The Count Featurizer is unlike most of the other feature engineering methods in that, it is designed specifically for classification, and requires some care to use correctly.
- The count featurizer requires a target prediction column to be provided.
- You should perform fit and transform on different datasets to avoid overfitting (See Usage Tips below).

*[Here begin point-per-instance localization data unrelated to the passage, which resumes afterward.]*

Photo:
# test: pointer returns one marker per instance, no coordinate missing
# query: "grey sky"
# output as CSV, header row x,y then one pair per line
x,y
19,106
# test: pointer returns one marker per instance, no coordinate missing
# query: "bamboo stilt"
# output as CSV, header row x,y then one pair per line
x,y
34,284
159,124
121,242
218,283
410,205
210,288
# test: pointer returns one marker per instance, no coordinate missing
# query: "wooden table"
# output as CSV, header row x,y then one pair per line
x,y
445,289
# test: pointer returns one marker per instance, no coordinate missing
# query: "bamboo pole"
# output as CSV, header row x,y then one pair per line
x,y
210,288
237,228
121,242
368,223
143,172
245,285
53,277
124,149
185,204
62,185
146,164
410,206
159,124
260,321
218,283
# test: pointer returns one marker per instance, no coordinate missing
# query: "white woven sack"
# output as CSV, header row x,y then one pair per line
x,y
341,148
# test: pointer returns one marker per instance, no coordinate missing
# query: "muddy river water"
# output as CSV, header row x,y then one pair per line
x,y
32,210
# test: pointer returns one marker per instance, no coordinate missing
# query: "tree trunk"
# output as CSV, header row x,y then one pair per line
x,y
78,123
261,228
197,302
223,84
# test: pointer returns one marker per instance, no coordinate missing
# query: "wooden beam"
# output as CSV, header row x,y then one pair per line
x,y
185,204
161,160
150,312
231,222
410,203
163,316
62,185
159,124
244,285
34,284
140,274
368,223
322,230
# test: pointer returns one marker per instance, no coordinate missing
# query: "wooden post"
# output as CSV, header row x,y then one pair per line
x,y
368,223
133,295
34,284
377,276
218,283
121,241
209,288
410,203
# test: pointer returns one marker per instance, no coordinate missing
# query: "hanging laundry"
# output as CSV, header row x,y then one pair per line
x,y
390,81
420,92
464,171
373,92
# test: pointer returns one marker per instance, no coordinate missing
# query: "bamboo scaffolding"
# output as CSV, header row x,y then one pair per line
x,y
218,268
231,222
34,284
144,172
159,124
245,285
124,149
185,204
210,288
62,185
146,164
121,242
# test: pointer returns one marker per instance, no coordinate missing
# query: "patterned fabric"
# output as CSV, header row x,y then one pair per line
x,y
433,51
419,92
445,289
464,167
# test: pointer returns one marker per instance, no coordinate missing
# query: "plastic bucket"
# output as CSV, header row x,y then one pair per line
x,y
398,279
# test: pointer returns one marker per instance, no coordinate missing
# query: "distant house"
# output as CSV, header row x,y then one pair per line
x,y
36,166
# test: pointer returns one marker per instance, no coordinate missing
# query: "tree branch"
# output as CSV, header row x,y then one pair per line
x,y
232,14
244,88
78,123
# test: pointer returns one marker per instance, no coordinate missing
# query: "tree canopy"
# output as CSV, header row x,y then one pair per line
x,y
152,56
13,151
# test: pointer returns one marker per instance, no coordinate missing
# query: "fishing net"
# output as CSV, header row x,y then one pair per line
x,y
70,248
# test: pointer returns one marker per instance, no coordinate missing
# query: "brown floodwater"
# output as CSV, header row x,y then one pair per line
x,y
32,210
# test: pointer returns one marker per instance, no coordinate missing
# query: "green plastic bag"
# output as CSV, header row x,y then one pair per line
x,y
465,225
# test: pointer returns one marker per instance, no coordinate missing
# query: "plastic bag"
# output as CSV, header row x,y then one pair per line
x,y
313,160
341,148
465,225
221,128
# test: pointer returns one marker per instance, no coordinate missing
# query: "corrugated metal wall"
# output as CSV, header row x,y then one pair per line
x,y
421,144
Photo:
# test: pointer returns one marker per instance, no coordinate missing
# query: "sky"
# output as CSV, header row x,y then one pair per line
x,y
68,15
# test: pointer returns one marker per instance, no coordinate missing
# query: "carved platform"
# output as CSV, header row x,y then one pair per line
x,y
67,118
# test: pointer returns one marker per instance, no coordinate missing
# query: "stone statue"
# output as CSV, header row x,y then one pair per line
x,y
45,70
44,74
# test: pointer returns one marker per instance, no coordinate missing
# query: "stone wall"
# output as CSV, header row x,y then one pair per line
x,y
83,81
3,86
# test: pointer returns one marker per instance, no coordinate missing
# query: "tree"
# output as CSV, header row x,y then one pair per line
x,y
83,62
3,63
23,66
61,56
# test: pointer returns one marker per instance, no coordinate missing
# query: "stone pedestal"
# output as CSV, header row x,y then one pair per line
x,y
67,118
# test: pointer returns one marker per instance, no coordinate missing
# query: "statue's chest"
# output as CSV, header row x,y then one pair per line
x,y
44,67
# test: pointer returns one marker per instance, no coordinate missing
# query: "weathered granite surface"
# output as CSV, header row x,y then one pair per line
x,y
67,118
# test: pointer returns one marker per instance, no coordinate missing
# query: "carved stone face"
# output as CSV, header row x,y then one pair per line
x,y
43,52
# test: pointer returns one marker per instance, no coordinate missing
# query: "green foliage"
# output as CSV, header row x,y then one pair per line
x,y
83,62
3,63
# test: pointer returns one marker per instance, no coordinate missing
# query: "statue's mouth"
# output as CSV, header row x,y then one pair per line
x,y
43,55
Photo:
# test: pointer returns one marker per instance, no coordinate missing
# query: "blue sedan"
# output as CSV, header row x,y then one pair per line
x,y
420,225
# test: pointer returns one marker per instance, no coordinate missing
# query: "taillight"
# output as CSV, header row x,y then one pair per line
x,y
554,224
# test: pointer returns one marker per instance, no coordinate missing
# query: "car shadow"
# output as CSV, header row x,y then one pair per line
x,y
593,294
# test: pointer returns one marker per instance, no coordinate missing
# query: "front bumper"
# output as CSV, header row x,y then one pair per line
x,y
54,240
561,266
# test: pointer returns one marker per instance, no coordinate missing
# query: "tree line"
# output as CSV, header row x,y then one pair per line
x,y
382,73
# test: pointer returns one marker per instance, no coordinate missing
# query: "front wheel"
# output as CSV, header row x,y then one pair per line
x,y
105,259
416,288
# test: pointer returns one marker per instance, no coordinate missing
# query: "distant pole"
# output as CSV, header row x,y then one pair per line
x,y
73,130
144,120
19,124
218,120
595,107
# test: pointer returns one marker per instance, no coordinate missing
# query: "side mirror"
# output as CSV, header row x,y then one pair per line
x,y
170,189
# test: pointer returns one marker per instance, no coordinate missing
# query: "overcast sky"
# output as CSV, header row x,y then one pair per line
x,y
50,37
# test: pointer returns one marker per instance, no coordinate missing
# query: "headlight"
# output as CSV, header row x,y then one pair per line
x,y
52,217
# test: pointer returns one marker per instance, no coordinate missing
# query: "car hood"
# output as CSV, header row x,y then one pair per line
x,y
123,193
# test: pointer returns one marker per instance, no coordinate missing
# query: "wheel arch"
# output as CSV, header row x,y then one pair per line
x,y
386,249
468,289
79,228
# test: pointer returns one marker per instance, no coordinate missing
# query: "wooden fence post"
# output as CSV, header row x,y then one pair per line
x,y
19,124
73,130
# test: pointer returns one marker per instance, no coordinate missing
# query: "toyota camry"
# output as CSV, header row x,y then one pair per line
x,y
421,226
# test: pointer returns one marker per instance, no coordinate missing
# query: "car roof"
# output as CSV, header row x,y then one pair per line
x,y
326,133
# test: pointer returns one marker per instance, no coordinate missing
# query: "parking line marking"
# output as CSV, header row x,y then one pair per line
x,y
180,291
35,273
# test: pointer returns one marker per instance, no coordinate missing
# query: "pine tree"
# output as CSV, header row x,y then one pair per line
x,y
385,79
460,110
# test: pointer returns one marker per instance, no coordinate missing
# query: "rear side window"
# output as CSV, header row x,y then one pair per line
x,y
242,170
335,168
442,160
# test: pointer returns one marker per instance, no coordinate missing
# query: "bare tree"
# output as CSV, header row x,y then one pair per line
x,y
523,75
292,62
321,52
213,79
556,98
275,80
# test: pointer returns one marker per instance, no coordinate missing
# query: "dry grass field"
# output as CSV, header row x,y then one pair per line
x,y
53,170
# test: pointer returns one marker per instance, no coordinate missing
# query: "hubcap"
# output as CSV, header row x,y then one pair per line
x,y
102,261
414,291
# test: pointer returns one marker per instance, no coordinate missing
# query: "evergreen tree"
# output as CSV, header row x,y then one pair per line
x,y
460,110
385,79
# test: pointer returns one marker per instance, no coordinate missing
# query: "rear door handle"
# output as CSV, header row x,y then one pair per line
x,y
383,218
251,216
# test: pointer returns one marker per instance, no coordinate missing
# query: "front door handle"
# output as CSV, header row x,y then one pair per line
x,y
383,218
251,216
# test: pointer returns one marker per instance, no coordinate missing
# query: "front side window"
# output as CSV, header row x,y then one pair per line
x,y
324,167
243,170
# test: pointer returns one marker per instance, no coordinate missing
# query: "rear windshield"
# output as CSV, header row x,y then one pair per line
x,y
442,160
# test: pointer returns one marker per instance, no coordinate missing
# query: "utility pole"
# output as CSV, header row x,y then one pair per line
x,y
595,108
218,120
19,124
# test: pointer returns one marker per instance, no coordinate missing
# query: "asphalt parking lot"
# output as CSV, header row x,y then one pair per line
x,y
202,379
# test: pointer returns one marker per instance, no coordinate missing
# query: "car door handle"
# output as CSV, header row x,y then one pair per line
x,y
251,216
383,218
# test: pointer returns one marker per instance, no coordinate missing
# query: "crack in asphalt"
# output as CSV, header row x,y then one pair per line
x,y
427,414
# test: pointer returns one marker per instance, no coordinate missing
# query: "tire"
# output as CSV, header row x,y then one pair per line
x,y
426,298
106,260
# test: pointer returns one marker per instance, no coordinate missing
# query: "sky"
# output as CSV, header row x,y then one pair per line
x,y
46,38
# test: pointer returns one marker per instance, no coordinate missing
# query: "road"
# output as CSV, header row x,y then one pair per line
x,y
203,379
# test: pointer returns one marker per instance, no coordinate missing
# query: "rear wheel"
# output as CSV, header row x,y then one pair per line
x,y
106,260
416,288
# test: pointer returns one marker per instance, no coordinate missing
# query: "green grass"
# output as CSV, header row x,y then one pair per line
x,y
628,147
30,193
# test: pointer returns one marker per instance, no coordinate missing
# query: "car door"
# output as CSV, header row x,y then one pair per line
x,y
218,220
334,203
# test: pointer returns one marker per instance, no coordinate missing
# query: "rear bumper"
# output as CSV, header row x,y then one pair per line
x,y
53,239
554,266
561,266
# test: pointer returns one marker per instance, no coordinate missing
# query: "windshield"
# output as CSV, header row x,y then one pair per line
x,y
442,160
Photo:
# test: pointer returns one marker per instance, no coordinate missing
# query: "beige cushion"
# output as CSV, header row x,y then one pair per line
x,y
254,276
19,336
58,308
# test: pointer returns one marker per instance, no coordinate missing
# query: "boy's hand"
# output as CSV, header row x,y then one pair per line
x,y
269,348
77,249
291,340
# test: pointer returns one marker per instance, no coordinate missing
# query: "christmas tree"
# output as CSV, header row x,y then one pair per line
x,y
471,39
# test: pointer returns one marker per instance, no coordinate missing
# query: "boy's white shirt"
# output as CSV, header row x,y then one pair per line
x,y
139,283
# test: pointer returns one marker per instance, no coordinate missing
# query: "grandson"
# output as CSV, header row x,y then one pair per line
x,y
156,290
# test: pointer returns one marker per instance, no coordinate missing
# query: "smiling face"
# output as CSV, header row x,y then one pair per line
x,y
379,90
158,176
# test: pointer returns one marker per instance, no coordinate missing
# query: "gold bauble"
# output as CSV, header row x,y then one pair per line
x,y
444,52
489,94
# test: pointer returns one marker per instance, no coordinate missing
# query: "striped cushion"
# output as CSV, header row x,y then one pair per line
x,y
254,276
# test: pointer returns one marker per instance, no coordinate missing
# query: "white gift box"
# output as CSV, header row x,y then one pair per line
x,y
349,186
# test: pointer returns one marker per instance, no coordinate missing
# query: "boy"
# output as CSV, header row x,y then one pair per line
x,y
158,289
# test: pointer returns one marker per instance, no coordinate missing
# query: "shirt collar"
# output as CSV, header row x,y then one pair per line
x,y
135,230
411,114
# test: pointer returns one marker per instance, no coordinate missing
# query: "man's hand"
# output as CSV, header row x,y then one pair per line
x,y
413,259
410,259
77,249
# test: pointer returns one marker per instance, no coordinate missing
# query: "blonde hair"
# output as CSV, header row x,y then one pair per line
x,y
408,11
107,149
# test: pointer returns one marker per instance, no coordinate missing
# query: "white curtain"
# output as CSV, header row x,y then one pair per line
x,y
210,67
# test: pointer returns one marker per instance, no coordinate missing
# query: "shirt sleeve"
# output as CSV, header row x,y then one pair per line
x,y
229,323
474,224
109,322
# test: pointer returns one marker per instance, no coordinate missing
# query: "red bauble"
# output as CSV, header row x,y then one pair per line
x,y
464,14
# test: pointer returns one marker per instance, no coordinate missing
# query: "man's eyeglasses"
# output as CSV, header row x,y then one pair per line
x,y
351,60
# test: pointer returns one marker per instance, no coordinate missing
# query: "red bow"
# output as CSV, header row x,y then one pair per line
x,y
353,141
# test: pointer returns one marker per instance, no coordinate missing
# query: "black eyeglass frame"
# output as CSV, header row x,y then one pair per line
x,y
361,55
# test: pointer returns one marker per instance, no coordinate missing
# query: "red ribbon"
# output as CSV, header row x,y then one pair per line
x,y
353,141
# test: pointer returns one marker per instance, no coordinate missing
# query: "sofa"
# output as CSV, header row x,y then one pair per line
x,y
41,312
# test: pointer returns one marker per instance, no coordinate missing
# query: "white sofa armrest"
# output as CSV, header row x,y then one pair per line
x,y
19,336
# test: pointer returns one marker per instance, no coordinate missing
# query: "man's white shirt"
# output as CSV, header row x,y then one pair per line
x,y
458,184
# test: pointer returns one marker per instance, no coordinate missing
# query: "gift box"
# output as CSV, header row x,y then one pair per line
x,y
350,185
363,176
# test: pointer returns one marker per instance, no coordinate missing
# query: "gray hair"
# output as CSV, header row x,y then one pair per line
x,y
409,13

Formally, given a target column Y we are trying to predict with k classes (1...k), it replaces every categorical column X with 2 columns:
count_X : a list of the following values
- #(Y = 1 & X = x_i) : the number of times Y = 1 when X has the value x_i
- #(Y = 2 & X = x_i) : the number of times Y = 2 when X has the value x_i
- #(Y = 3 & X = x_i) : the number of times Y = 3 when X has the value x_i
- ...
- #(Y = k & X = x_i): the number of times Y = k when X has the value x_i
prob_X : a list of the following values
- P(Y = 1 | X = x_i) : the probability Y = 1 when X has the value x_i
- P(Y = 2 | X = x_i) : the probability Y = 2 when X has the value x_i
- P(Y = 3 | X = x_i) : the probability Y = 3 when X has the value x_i
- ...
- P(Y = k-1 | X = x_i) : the probability Y = k-1 when X has the value x_i
The input categorical columns must of type string or int and the target prediction column must also be of type string or int.
import graphlab
from graphlab.toolkits.feature_engineering import *
# Create data.
sf=graphlab.SFrame({'state':[0,1,0,3,2,2],
'gender':['M','F','M','M','F','F'],
'click':[1,1,0,1,1,1]})
# Split the data
sf_fit = sf[:4]
sf_train = sf[4:]
# Create a transformer.
countfeat = graphlab.feature_engineering.create(sf_fit,
CountFeaturizer(target='click'))
# Transform the train set. This is the dataset I will train my classifier on
transformed_sf_train = countfeat.transform(sf_train)
# Save the transformer.
countfeat.save('save-path')
sf_train
transformed_sf_train
Columns:
click int
gender str
state int
Rows: 2
Data:
+-------+--------+-------+
| click | gender | state |
+-------+--------+-------+
| 1 | F | 2 |
| 1 | F | 2 |
+-------+--------+-------+
[2 rows x 3 columns]
Columns:
count_gender array
prob_gender array
count_state array
prob_state array
click int
Rows: 2
Data:
+--------------+-------------+-------------+------------+-------+
| count_gender | prob_gender | count_state | prob_state | click |
+--------------+-------------+-------------+------------+-------+
| [0.0, 1.0] | [0.0] | [0.0, 0.0] | [0.0] | 1 |
| [0.0, 1.0] | [0.0] | [0.0, 0.0] | [0.0] | 1 |
+--------------+-------------+-------------+------------+-------+
[2 rows x 5 columns]
Since the Count Featurizer internally learns something similar to a Naive Bayes classifier you should perform fit and transform on different datasets to avoid overfitting.
Furthermore, if your data has a temporal component to it (for instance log data for click through prediction), you should not perform a random split, but perform the split temporally: the fit dataset should be the oldest, the validation should be the newest, and the training set in between.